Vejetaryen Operasyonu'nun temelleri, İngiltere’nin biyolojik veya kimyasal silah saldırısına uğraması halinde karşılık vermeye hazır durumda olması gerektiğini düşünen Birleşik Krallık Bakteriyoloji Komitesi Başkanı Lord Maurice Hankey, Başbakan Winston Churchill'e yaptığı çağrıyla atıldı. Churchill’in çağrıya geri dönüş yapmasının ardından İngiltere'nin güneybatısındaki Wiltshire'da bulunan gizli bir laboratuvar olan Porton Down'da gerektiğinde misilleme yapabilecek seçeneklere sahip olabilmek için araştırma yapılması için özel bir ekip kuruldu.

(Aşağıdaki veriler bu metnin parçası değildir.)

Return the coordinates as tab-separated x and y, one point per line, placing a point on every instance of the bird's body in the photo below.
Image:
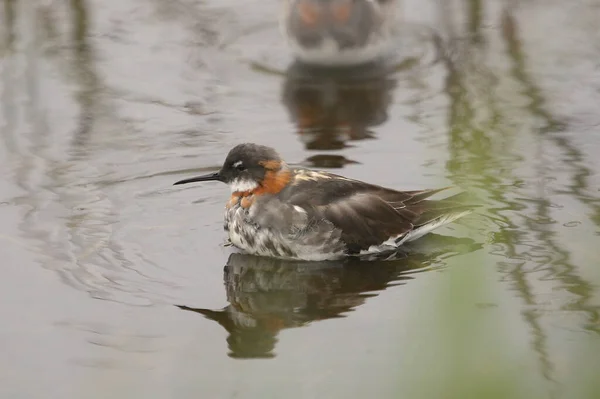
338	32
287	213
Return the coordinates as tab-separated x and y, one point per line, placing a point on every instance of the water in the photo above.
115	283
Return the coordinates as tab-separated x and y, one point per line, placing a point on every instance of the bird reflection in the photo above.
268	295
333	106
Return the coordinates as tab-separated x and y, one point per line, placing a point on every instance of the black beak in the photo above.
210	177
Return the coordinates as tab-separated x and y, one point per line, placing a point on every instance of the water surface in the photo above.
117	284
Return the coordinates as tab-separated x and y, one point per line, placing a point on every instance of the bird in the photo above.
303	214
336	33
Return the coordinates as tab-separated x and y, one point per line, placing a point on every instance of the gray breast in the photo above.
273	228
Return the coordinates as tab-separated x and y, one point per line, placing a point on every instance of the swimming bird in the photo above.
303	214
338	32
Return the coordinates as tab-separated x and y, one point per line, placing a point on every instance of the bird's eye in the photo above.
239	167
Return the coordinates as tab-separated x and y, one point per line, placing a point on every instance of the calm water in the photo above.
116	284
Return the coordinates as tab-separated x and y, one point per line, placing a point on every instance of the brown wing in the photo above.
365	219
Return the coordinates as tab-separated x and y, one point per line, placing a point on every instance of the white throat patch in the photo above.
241	186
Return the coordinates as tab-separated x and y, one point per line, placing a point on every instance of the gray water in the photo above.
117	284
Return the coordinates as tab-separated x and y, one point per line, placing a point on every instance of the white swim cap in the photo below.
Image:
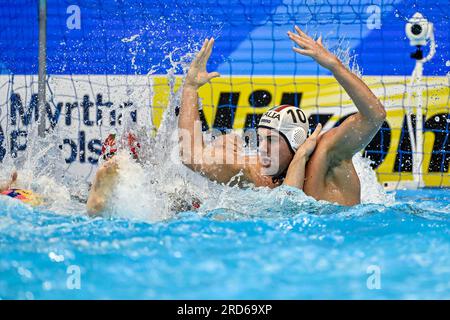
290	122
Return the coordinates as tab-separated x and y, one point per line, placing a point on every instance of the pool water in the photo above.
283	245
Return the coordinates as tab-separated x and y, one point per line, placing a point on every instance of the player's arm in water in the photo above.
342	142
295	175
101	189
219	161
7	185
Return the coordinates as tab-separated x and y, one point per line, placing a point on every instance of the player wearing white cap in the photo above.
320	165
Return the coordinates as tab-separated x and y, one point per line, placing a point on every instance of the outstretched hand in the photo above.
313	49
197	75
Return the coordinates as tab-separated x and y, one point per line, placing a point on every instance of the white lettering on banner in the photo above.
84	109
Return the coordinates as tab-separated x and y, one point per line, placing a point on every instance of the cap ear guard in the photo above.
297	138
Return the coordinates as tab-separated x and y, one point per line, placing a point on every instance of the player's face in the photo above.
274	153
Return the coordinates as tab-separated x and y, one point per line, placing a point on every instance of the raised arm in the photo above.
12	180
295	175
217	161
357	130
189	124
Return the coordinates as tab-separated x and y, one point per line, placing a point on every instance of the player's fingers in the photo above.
201	53
209	49
298	40
316	132
303	51
213	75
319	41
301	33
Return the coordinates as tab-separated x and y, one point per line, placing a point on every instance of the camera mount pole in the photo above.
417	141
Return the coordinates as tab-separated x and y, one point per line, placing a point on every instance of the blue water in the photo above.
310	250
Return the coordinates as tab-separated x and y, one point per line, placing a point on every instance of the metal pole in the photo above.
42	66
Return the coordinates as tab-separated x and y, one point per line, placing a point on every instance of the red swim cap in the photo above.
109	146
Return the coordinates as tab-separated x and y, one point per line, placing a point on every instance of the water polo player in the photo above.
323	165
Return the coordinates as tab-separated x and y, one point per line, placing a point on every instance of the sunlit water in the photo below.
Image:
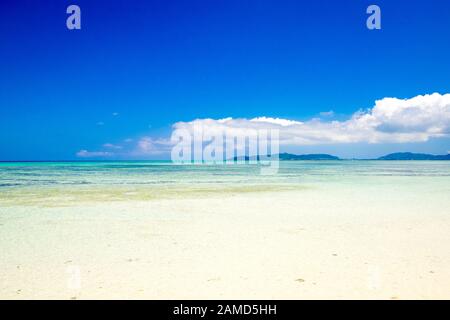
58	183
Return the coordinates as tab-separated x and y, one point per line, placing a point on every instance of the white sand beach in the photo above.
384	240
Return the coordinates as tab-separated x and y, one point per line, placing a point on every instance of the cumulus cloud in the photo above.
93	154
150	146
391	120
112	146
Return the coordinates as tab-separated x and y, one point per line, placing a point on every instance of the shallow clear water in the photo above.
44	183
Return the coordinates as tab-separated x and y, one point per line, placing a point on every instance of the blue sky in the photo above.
137	67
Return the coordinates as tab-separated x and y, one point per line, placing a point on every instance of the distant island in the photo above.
414	156
323	156
320	156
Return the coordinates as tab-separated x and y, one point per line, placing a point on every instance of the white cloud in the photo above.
391	120
112	146
327	113
93	154
149	146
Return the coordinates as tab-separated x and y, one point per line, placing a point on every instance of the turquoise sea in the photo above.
45	183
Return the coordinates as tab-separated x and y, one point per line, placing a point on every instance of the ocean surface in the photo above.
62	183
156	230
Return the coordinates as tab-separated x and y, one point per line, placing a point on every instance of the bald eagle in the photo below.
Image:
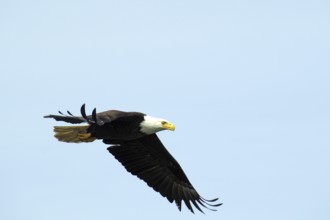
134	143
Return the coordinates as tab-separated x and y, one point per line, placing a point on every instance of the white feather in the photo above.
151	125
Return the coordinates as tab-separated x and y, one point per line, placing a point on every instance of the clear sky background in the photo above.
245	82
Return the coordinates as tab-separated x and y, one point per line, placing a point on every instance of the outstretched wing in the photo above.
95	118
148	159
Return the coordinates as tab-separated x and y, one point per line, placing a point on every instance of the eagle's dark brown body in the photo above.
136	146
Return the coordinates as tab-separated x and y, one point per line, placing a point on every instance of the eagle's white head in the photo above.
151	125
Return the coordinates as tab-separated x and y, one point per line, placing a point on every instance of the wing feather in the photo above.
148	159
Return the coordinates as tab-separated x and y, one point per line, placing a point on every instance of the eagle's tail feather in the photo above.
73	134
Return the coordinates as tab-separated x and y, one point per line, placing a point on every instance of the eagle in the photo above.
134	143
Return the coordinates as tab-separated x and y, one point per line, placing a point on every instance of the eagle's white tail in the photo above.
73	134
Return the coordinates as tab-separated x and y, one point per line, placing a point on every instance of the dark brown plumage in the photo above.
136	146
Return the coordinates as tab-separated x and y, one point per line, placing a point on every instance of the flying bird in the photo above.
134	143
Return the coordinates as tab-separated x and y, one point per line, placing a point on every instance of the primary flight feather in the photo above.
134	143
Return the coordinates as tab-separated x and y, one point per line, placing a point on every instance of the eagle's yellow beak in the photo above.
168	126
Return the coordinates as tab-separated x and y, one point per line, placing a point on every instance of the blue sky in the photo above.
245	82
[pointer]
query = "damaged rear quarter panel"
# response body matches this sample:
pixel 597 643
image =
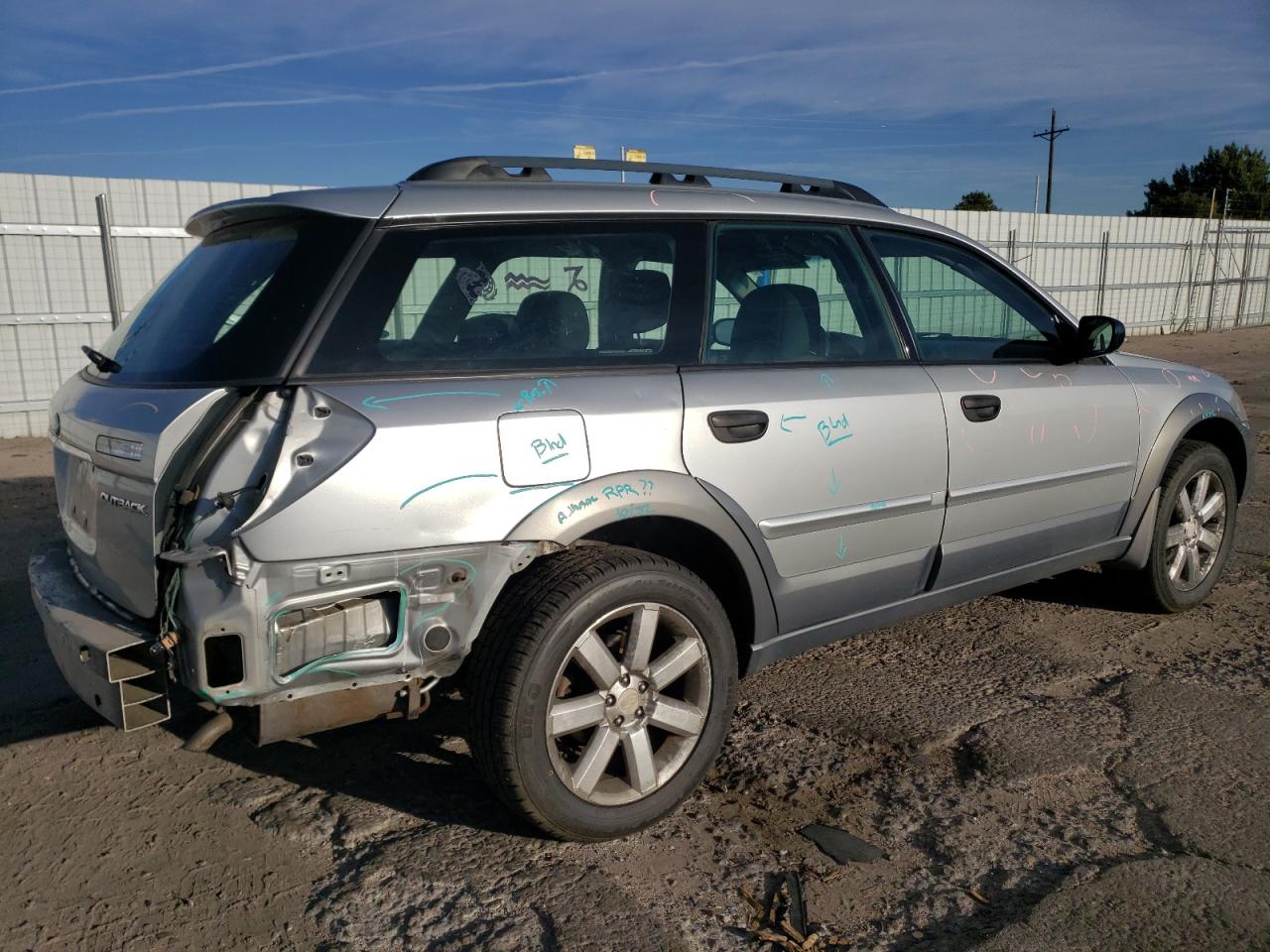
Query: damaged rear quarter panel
pixel 423 507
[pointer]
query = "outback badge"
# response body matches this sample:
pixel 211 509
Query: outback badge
pixel 132 507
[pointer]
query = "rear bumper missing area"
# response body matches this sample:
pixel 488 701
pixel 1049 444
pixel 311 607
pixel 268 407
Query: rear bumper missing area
pixel 103 658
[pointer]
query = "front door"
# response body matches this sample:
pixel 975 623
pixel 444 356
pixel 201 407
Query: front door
pixel 1042 452
pixel 811 422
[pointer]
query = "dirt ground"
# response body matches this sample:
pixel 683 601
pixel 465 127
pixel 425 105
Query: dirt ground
pixel 1042 771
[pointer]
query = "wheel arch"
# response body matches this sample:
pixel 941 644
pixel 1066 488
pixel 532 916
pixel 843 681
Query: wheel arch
pixel 668 515
pixel 1201 416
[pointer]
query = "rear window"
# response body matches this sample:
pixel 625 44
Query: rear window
pixel 516 296
pixel 232 308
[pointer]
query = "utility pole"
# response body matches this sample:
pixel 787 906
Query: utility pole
pixel 1052 135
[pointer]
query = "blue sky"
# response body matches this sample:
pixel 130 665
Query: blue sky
pixel 919 102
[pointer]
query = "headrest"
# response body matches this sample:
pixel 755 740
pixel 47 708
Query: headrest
pixel 771 325
pixel 553 320
pixel 634 301
pixel 485 329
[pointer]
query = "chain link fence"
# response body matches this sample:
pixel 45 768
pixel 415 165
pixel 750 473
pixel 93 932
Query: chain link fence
pixel 58 293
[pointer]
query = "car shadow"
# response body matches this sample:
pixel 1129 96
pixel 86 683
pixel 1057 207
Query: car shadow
pixel 1083 588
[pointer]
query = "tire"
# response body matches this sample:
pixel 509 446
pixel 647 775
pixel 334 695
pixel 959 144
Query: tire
pixel 536 658
pixel 1171 581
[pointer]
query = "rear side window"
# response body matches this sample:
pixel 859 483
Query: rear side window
pixel 961 307
pixel 502 298
pixel 793 294
pixel 234 307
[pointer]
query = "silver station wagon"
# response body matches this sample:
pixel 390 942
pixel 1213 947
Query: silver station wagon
pixel 598 449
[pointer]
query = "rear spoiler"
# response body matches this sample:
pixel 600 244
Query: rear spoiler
pixel 368 203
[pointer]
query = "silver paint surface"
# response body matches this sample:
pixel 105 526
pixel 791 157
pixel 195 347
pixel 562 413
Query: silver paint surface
pixel 867 486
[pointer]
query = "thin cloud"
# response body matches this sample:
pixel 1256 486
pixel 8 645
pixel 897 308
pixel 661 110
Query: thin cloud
pixel 204 107
pixel 226 67
pixel 630 71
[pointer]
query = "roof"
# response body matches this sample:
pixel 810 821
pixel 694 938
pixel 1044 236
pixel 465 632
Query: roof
pixel 456 200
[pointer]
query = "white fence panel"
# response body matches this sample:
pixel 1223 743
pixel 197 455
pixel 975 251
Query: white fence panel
pixel 1156 275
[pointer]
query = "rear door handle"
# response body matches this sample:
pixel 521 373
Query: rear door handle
pixel 980 408
pixel 738 425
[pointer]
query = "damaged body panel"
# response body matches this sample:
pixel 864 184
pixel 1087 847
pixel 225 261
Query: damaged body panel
pixel 619 445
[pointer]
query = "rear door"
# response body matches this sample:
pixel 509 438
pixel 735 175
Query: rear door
pixel 811 422
pixel 1042 452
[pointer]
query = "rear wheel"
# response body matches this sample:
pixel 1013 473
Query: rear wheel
pixel 1194 529
pixel 602 688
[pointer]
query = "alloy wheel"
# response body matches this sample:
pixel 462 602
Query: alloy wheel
pixel 629 703
pixel 1196 529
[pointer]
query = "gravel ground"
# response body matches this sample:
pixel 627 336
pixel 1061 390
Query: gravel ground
pixel 1042 770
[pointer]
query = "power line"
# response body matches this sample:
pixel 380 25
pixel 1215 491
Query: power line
pixel 1051 135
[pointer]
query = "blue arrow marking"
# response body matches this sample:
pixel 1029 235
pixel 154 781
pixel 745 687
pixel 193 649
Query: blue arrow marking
pixel 381 403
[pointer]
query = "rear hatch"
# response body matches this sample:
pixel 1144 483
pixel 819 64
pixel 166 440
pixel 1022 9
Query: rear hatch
pixel 227 320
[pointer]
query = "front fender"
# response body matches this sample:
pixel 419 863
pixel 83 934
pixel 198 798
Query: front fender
pixel 1192 412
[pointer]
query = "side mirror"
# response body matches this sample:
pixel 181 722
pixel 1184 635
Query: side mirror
pixel 720 331
pixel 1098 335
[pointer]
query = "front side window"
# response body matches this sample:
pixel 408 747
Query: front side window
pixel 961 307
pixel 792 294
pixel 483 298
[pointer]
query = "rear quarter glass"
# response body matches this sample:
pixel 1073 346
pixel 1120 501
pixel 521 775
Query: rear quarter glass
pixel 234 307
pixel 472 298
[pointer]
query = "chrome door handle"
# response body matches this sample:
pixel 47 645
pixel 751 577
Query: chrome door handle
pixel 738 425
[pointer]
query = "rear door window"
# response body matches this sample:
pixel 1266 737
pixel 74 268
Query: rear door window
pixel 795 294
pixel 451 299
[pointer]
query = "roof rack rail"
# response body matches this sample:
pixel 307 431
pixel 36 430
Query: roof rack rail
pixel 494 168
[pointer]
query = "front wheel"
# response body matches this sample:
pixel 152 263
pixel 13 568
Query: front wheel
pixel 602 689
pixel 1194 529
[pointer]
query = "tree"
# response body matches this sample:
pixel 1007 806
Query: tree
pixel 1189 194
pixel 975 202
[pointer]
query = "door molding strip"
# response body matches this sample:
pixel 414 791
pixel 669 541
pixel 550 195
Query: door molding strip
pixel 988 490
pixel 783 526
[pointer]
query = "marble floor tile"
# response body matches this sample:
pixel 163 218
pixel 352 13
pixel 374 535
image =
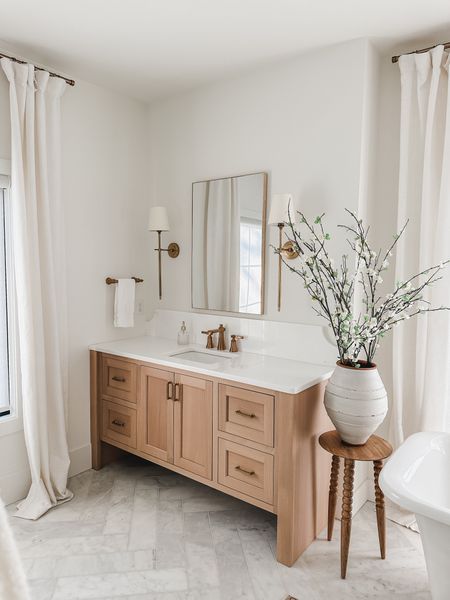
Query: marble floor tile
pixel 139 532
pixel 119 585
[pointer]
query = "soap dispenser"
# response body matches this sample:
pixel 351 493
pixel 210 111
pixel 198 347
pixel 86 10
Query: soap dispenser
pixel 183 336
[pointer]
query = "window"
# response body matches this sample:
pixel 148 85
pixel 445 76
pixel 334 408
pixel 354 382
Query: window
pixel 250 266
pixel 5 387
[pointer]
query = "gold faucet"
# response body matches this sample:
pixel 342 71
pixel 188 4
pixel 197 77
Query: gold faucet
pixel 234 339
pixel 210 341
pixel 221 342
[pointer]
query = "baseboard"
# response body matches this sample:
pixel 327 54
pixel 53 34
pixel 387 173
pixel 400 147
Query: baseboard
pixel 14 486
pixel 80 460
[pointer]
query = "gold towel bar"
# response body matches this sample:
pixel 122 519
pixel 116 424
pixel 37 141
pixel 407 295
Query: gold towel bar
pixel 111 280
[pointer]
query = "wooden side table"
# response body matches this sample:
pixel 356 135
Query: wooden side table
pixel 376 449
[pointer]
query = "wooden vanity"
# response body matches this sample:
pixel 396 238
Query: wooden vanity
pixel 252 443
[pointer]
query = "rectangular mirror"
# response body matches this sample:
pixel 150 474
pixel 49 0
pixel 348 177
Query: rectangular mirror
pixel 228 243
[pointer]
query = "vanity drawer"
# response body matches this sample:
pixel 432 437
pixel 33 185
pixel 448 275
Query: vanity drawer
pixel 246 413
pixel 119 379
pixel 246 470
pixel 118 423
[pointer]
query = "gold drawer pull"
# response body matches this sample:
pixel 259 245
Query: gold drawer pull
pixel 178 392
pixel 239 468
pixel 244 414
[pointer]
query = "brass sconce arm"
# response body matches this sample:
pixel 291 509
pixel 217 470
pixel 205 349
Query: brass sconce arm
pixel 173 250
pixel 286 250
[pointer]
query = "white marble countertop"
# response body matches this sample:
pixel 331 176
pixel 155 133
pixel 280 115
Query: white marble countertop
pixel 279 374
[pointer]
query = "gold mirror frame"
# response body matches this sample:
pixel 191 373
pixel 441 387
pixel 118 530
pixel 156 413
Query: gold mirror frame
pixel 263 245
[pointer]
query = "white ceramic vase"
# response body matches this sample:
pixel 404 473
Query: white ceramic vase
pixel 356 402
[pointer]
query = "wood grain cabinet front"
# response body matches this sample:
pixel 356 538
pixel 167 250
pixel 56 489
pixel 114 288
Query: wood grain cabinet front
pixel 193 425
pixel 119 379
pixel 246 470
pixel 252 443
pixel 246 413
pixel 155 428
pixel 118 423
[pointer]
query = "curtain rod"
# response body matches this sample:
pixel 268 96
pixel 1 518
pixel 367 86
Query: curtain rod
pixel 24 62
pixel 421 51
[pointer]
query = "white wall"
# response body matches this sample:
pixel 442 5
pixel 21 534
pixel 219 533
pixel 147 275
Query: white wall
pixel 301 120
pixel 106 201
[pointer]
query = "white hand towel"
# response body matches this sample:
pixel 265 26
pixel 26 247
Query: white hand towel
pixel 124 303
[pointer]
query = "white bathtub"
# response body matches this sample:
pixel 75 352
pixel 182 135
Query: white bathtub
pixel 417 477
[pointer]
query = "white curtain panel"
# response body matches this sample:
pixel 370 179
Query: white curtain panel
pixel 421 357
pixel 37 222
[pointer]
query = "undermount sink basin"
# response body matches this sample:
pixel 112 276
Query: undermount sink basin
pixel 204 358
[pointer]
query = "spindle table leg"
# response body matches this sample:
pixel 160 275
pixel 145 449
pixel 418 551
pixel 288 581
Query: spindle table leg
pixel 332 495
pixel 346 521
pixel 379 503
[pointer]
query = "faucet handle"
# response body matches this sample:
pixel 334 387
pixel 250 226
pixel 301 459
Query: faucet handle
pixel 209 341
pixel 234 345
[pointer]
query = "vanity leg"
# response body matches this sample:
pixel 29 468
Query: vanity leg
pixel 96 445
pixel 332 495
pixel 346 520
pixel 302 472
pixel 379 503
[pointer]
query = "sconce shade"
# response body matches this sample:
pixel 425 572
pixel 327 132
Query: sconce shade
pixel 158 219
pixel 279 207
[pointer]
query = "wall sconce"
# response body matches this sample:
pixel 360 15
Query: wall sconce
pixel 281 205
pixel 159 221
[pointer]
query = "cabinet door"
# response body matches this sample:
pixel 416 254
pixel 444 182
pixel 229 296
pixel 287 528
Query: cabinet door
pixel 155 421
pixel 193 426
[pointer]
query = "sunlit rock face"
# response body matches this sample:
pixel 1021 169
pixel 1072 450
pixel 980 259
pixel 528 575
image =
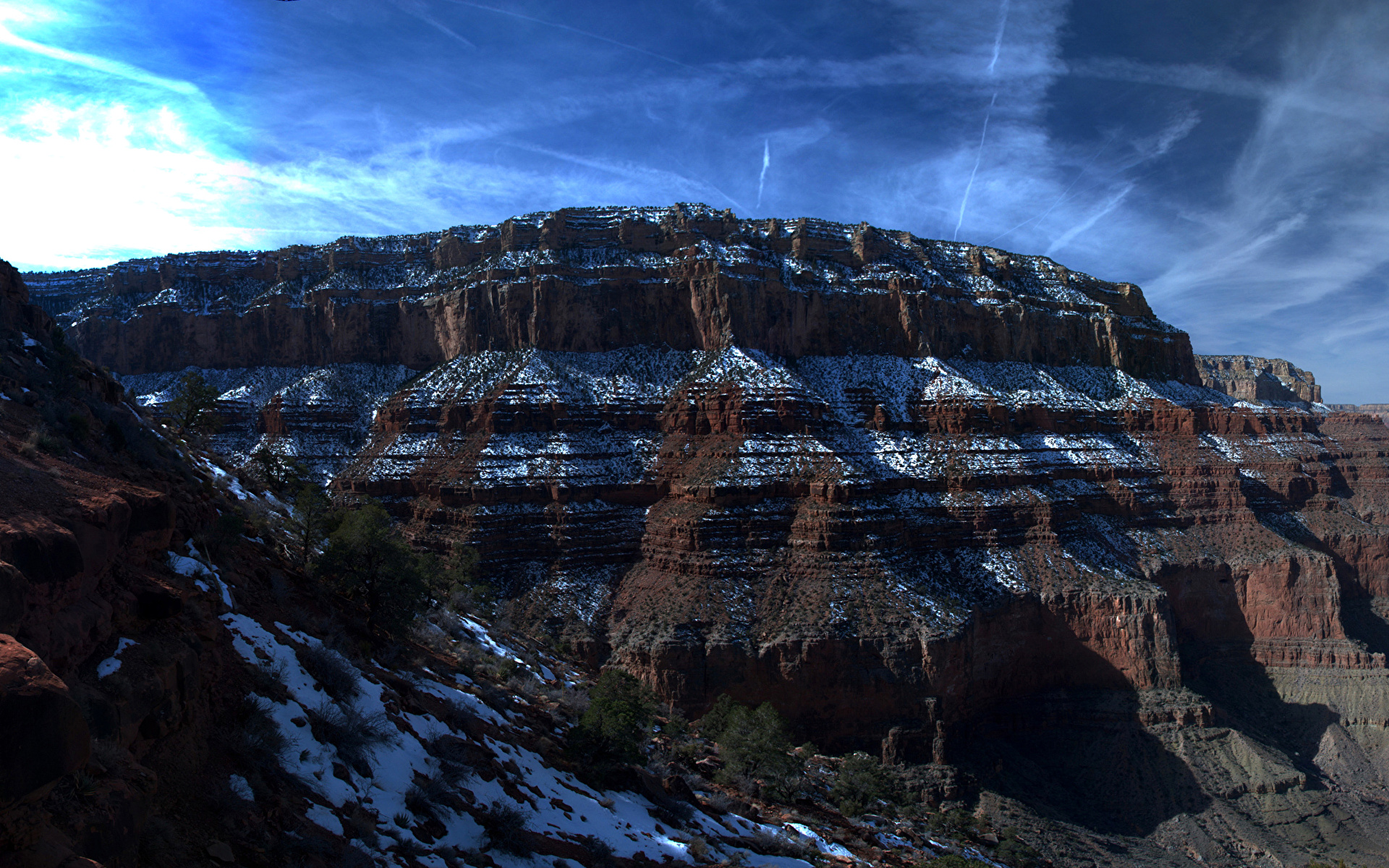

ŞARBONLU TOHUM KULLANMAYA KARAR VERDİLER
Yapılan çalışmalar kapsamında olası bir biyolojik silahlı saldırıya cevap olarak kimyasal ve biyolojik silahlarda sıklıkla bulunan şarbon kullanılmasına karar verildi. Bu karar, doğada bulunan ve laboratuvarda üretilebilen şarbonun yüksek bulaşıcılığa sahip olması, bulaştığı çevrede onlarca yıl tutunabilmesi, öldürücü olması sebebiyle alınmıştı. Vejetaryen Operasyonu’nunda ana amaç, şarbon sporlarıyla enfekte olmuş keten tohumlarını uçaklarla Almanya'daki tarlalara bırakmak ve uzun vadeli bir biyolojik savaş başlatmak olarak belirlendi. Kararın netleştirilmesinin ardından İskoçya'nın kuzey kıyısındaki Gruinard Adası ile Galler kıyısındaki Penclawdd'da testler gerçekleştirilmeye başlandı ve uçaklardan adalar şarbon sporlarıyla enfekte edilmiş tohumlar atılmaya başlandı.
Yapılan testler kısa süre içinde sonuç verdi ve test alanında bulunan bazı hayvanlar birkaç gün içinde ölmeye başladı. Yapılan denemelerde şarbonun kimyasal bir maddeden 100 kat daha etkili olduğuna karar verildi.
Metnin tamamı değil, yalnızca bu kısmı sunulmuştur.